People are so apt to look upon religion as
the business of the clergy, not their own, that the moment they hear
of anything depending on "religion," they think it must also have
depended on the priesthood; and I have had to take what place was to
be occupied between these two errors, and fight both, often with
seeming contradiction. Good architecture is the work of good and
believing men; therefore, you say, at least some people say, "Good
architecture must essentially have been the work of the clergy, not of
the laity." No--a thousand times no; good architecture[211] has always
been the work of the commonalty, _not_ of the clergy. "What," you say,
"those glorious cathedrals--the pride of Europe--did their builders
not form Gothic architecture?" No; they corrupted Gothic architecture.
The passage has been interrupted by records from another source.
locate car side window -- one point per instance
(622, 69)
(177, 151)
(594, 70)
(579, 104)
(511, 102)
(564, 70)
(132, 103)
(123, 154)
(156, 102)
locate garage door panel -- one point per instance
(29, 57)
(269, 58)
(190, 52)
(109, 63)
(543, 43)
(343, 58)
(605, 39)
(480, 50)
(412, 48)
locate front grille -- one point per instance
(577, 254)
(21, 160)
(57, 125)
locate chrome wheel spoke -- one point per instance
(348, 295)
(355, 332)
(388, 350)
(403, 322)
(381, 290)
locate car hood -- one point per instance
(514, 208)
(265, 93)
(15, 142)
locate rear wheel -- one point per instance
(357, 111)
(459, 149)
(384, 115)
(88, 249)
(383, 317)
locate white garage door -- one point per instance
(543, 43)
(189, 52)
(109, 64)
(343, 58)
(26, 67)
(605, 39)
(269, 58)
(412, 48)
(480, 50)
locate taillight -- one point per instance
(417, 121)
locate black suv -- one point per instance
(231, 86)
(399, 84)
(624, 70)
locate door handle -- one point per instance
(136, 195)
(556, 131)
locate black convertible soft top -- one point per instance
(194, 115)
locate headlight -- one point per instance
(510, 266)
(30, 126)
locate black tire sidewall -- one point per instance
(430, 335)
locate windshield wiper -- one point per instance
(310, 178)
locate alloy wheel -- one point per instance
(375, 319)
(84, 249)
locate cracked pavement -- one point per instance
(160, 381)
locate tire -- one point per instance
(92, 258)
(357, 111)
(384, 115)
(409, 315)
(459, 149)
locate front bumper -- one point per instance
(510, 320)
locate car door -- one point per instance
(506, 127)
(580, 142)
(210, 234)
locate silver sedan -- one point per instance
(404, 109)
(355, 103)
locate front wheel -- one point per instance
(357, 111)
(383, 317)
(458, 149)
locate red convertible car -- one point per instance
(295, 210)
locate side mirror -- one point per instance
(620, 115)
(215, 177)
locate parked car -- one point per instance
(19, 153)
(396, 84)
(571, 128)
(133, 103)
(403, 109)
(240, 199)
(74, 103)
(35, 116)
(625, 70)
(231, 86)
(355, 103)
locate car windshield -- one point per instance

Gothic was formed in the baron's castle, and the burgher's street. It
was formed by the thoughts, and hands, and powers of labouring
citizens and warrior kings. By the monk it was used as an instrument
for the aid of his superstition; when that superstition became a
beautiful madness, and the best hearts of Europe vainly dreamed and
pined in the cloister, and vainly raged and perished in the
crusade,--through that fury of perverted faith and wasted war, the
Gothic rose also to its loveliest, most fantastic, and, finally, most
foolish dreams; and in those dreams, was lost.